Acqua e petrolio. La guerra per le risorse ci riguarda da vicino

Quello che accade nel mondo ci riguarda e quello che accade in città è il riflesso di quanto accade nel mondo. Abbiamo assunto questa misura all’inizio della nostra avventura con Martina News: tutte le notizie riguardano Martina Franca, tutto quanto accade a Martina Franca è prodotto da dinamiche nazionali se non globali.

Per questo motivo parlare di risorse esauribili non è capriccio da inizio settembre ma una necessità, un dovere di cronaca. La siccità, ad esempio, che ha reso particolarmente dura l’annata per gli agricoltori, è dovuta al fatto che nella nostra regione c’è difficoltà a reperire l’acqua e quindi dreniamo quanto più possibile dalla Basilicata. E se piove poco, i bacini si svuotano e addio colture. Ma dobbiamo anche domandarci in che maniera viene utilizzata l’acqua. Non solo per bere, quindi, ma anche dall’industria pesante, come l’Ilva, che invece di utilizzare acqua di mare desalinizzata succhia enormi quantità di acqua potabile. E per l’acqua c’è anche la questione depuratore, la necessità per l’Acquedotto Pugliese di costruire degli impianti che spesso sono in conflitto con il volere della popolazione, come il caso di Manduria, che ha ridicolizzato l’assessore Fabiano Amati. Oppure il caso delle trincee drenanti a Martina Franca, la gestione delle acque reflue, che non possono finire in falda, secondo le leggi europee ma che non possono rimanere a decantare in Valle d’Itria, secondo il buon senso.

Stessa storia per il petrolio: sacrificare le risorse naturali in cambio di qualche litro di risorse esauribili significa voler guadagnare quanto più possibile ora e non pensare minimamente al futuro. Accade alle Tremiti, le isole amate da Lucio Dalla, patrimonio di inestimabile valore, sepolcro dell’eroe Diomede. Accade che il Governo, interessato al qui e ora, e non al futuro, dia l’ok per trivellare per cercare il petrolio e a questo ci sia una ribellione.

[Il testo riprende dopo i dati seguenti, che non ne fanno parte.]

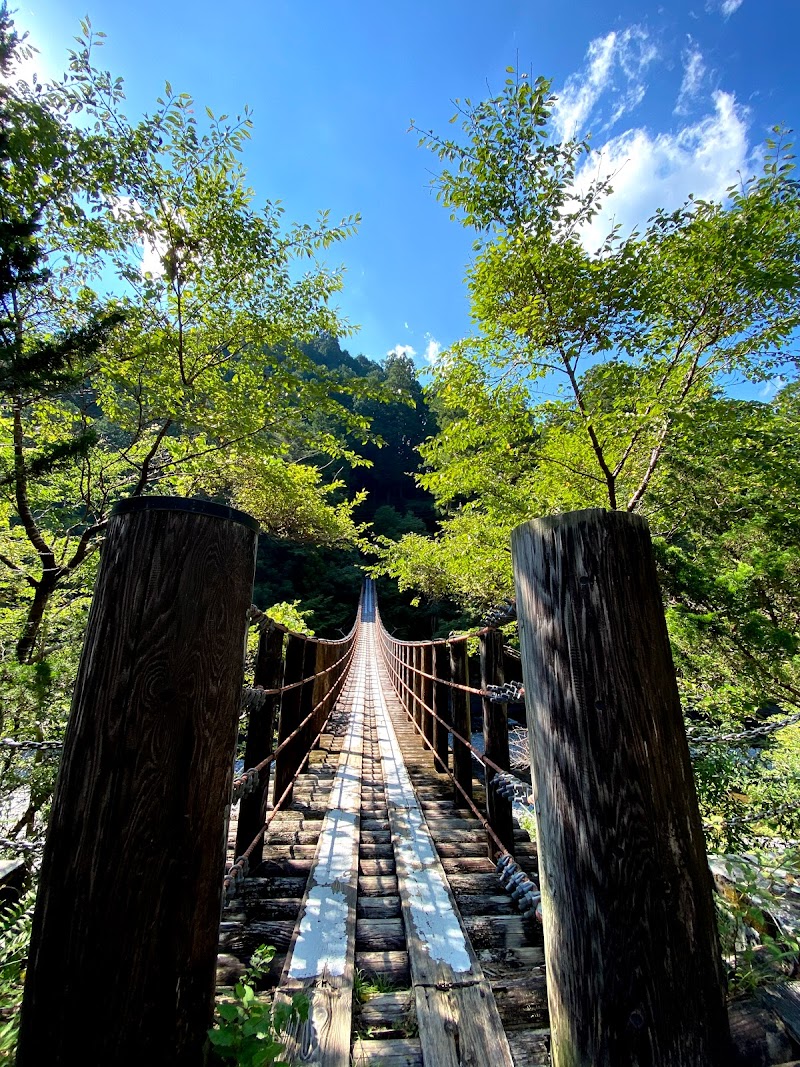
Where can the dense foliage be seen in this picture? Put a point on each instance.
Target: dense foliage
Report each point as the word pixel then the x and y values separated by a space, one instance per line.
pixel 153 322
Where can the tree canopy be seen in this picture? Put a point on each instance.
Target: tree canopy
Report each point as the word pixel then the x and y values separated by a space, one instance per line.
pixel 597 378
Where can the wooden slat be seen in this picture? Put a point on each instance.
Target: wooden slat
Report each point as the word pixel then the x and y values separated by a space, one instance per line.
pixel 457 1015
pixel 320 964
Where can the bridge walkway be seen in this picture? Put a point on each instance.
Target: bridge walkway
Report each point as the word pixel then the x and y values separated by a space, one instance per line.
pixel 379 895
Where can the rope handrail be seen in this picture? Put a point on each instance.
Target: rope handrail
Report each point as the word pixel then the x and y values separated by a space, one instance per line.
pixel 248 776
pixel 240 869
pixel 476 811
pixel 278 690
pixel 255 615
pixel 480 757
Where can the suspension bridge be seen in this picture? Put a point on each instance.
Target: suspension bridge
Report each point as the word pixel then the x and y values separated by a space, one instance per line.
pixel 370 835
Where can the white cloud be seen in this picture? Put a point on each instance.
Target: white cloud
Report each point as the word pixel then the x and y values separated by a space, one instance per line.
pixel 660 170
pixel 694 70
pixel 433 349
pixel 729 6
pixel 402 350
pixel 29 68
pixel 154 247
pixel 614 63
pixel 770 388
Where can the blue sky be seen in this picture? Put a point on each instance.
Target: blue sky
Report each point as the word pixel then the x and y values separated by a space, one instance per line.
pixel 678 98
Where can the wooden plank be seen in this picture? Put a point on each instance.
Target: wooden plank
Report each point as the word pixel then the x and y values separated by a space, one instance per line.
pixel 321 962
pixel 393 1053
pixel 393 966
pixel 460 1025
pixel 457 1015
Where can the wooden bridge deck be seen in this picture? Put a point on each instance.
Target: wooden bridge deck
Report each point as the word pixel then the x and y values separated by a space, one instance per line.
pixel 379 895
pixel 412 952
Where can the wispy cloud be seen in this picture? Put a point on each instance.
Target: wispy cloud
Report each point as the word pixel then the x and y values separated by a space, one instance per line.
pixel 660 170
pixel 154 247
pixel 432 350
pixel 694 72
pixel 30 67
pixel 725 6
pixel 402 350
pixel 771 388
pixel 614 64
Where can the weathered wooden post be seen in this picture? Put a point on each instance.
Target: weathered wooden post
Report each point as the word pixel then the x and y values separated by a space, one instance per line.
pixel 260 731
pixel 442 705
pixel 462 760
pixel 287 763
pixel 495 742
pixel 129 902
pixel 634 969
pixel 428 693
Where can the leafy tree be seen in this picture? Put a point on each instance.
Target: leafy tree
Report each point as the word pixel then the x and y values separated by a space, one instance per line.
pixel 201 387
pixel 629 344
pixel 637 331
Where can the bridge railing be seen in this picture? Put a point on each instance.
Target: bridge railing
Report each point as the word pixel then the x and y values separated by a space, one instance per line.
pixel 297 681
pixel 431 680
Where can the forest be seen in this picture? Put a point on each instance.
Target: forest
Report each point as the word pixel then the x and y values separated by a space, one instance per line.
pixel 164 330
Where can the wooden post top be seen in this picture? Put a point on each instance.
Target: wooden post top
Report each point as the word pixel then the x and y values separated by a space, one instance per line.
pixel 133 505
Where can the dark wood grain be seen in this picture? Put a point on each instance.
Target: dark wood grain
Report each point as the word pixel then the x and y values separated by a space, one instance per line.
pixel 633 958
pixel 462 760
pixel 495 742
pixel 131 877
pixel 259 743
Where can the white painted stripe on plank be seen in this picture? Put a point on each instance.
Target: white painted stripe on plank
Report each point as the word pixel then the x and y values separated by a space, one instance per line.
pixel 320 946
pixel 432 913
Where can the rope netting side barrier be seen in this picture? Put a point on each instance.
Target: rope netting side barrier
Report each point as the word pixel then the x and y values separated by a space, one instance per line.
pixel 297 682
pixel 431 682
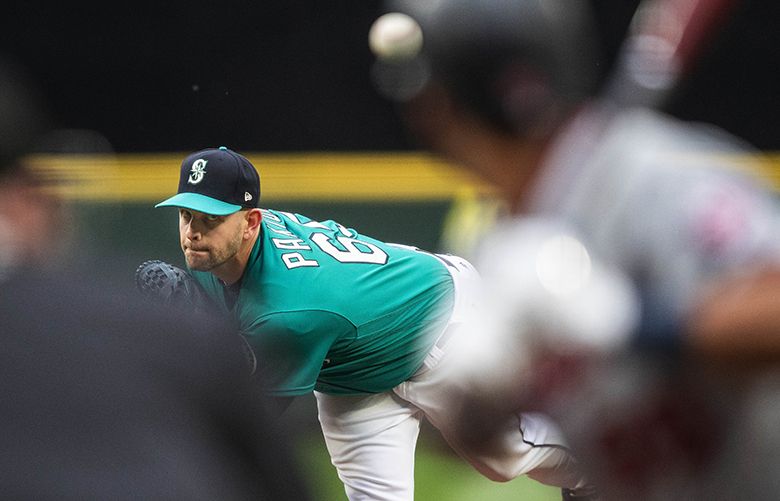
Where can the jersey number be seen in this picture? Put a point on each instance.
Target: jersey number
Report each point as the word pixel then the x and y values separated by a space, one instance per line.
pixel 351 251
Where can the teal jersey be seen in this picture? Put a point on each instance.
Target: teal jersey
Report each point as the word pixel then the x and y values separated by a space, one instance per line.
pixel 327 308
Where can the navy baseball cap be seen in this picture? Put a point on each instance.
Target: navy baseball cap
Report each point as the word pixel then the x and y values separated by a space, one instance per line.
pixel 216 181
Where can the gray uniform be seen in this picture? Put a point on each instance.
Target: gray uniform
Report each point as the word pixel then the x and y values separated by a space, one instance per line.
pixel 666 202
pixel 672 207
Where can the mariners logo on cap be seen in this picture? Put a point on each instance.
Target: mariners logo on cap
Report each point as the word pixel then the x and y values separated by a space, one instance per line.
pixel 198 171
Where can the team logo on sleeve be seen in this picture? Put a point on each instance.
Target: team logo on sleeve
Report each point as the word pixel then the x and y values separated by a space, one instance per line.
pixel 197 171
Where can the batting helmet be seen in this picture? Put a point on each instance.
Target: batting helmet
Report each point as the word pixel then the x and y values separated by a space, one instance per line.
pixel 508 61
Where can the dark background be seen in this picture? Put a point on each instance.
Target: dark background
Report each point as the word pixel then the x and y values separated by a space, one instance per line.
pixel 294 75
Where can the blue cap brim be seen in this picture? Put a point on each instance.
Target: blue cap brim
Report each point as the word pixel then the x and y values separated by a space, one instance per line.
pixel 200 203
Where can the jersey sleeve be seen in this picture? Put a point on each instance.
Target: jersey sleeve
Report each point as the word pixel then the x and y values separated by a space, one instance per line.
pixel 291 348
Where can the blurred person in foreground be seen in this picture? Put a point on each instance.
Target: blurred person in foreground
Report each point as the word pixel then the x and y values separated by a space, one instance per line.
pixel 603 193
pixel 106 396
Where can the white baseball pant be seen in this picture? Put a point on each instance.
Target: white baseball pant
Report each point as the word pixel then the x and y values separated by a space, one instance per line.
pixel 372 438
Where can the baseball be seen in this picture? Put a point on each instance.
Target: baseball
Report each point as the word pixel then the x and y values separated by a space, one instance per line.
pixel 395 36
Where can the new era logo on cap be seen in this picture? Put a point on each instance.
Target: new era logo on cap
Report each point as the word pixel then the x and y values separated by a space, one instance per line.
pixel 216 181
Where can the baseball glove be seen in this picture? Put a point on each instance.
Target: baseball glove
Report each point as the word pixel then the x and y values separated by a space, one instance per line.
pixel 170 285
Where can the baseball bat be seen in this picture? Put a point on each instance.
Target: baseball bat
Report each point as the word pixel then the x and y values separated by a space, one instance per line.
pixel 663 41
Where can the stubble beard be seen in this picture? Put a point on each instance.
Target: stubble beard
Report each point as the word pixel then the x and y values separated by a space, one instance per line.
pixel 214 257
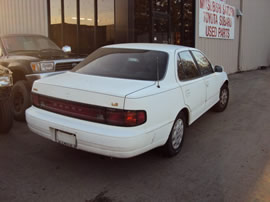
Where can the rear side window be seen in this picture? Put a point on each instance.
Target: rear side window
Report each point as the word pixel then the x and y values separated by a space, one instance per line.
pixel 125 64
pixel 203 63
pixel 186 66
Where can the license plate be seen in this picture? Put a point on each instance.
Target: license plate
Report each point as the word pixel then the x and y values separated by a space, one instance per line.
pixel 65 138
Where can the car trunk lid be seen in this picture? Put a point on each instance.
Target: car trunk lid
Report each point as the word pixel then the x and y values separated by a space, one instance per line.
pixel 87 89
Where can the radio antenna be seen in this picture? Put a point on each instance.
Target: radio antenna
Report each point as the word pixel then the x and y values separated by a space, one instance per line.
pixel 158 72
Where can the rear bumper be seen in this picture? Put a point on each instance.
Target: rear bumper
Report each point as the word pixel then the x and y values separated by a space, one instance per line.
pixel 101 139
pixel 4 93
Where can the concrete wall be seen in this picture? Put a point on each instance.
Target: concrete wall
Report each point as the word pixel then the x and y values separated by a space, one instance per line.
pixel 23 16
pixel 254 48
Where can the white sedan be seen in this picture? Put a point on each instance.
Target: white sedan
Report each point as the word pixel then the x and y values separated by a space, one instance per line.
pixel 126 99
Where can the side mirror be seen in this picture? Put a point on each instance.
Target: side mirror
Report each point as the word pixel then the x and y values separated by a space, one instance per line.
pixel 66 49
pixel 218 68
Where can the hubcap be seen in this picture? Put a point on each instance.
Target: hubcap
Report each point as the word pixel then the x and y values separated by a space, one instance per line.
pixel 224 97
pixel 177 133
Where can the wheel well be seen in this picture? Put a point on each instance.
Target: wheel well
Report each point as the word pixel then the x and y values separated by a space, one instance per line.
pixel 226 83
pixel 186 113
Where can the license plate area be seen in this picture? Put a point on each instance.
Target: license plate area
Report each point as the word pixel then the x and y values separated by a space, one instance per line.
pixel 67 139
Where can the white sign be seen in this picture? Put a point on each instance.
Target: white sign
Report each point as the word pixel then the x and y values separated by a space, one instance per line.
pixel 216 20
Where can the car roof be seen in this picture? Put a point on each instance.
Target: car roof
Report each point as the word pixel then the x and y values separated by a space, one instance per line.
pixel 150 46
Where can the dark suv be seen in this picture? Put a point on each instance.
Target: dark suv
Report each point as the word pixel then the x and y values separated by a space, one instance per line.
pixel 6 117
pixel 31 57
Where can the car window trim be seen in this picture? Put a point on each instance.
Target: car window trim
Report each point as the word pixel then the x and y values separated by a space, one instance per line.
pixel 194 78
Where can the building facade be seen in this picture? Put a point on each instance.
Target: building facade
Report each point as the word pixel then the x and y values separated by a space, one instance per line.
pixel 86 25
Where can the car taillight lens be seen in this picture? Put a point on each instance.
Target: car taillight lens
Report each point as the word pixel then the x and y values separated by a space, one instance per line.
pixel 92 113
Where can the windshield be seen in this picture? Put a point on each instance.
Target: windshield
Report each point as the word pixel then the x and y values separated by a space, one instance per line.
pixel 125 63
pixel 28 43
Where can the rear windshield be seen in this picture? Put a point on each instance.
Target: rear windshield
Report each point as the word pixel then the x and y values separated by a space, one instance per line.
pixel 125 64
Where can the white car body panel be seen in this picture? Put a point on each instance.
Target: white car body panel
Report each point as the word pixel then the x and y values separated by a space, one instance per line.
pixel 162 105
pixel 84 88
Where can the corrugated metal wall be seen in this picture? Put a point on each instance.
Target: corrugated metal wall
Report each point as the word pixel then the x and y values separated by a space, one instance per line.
pixel 220 51
pixel 256 34
pixel 255 42
pixel 23 16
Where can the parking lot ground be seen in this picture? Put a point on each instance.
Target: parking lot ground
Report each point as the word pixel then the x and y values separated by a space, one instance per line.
pixel 225 157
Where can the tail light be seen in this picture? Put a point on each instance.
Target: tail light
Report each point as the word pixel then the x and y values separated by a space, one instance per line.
pixel 92 113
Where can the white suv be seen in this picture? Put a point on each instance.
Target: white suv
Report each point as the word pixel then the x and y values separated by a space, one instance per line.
pixel 126 99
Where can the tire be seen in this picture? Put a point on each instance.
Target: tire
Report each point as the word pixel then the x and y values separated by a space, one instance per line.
pixel 20 100
pixel 175 141
pixel 223 99
pixel 6 116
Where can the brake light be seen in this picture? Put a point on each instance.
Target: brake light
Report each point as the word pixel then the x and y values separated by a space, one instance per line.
pixel 92 113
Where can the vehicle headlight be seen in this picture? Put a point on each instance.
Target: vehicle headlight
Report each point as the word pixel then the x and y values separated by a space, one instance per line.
pixel 42 66
pixel 5 81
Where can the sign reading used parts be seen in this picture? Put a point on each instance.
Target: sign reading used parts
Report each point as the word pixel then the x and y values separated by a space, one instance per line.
pixel 216 20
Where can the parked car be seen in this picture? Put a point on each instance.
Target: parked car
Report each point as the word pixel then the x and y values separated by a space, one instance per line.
pixel 126 99
pixel 6 116
pixel 29 57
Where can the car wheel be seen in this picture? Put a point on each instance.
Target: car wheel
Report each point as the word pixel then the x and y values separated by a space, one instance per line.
pixel 176 137
pixel 20 100
pixel 223 99
pixel 6 116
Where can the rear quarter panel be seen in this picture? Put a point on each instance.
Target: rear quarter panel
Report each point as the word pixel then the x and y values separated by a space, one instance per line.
pixel 162 106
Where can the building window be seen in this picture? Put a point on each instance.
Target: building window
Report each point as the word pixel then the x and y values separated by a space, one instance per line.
pixel 165 21
pixel 55 25
pixel 142 21
pixel 85 25
pixel 105 28
pixel 70 24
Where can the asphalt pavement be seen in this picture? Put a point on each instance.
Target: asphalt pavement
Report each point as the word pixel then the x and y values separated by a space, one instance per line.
pixel 225 157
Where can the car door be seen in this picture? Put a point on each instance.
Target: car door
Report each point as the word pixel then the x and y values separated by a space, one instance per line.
pixel 210 78
pixel 192 84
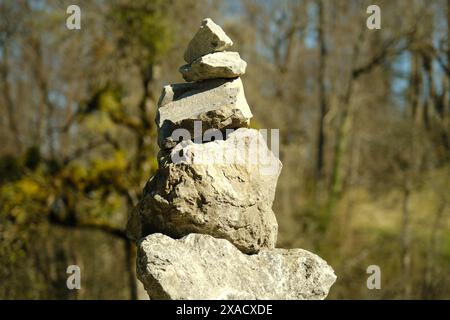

Acqua e petrolio, benzina e risorse potabili sono trattati alla stessa maniera: come se dovessero durare per sempre. E invece è ovvio che così non sarà: nel 2050 le risorse petrolifere termineranno e le nostre vecchie auto non saranno altro che scatole di latta inutilizzabili. E anche l’acqua: non serve leggere Vandana Shiva per sapere che l’accesso alle risorse potabili sarà la causa dei prossimi conflitti. E noi che ne possediamo in abbondanza la sprechiamo. Basti pensare agli agricoltori che spesso utilizzano l’argomento siccità per accedere agli aiuti economici e non utilizzano, come sottolineato dalla Flai Cgil, le risorse europee per scavare pozzi artesiani, ad esempio, in modo da rendersi un po’ autonomi dalla fornitura esterna.

L’autonomia energetica e delle risorse è il grande tema della politica del presente e del futuro, e le scelte potranno essere misurate in base a questa direzione. Discutere ancora di trivellazioni e non di risorse rinnovabili, perdere tempo a convincere i soliti banchieri o affaristi che è meglio dedicarsi al sole o al vento, vuol dire che la politica è indietro anni rispetto alle reali esigenze del territorio, dei cittadini, del pianeta.

Anche a Martina Franca, come suggerisce Jeremy Rifkin nell’intervista pubblicata qui sopra, si possono fare delle politiche energetiche capaci di contribuire all’autonomia.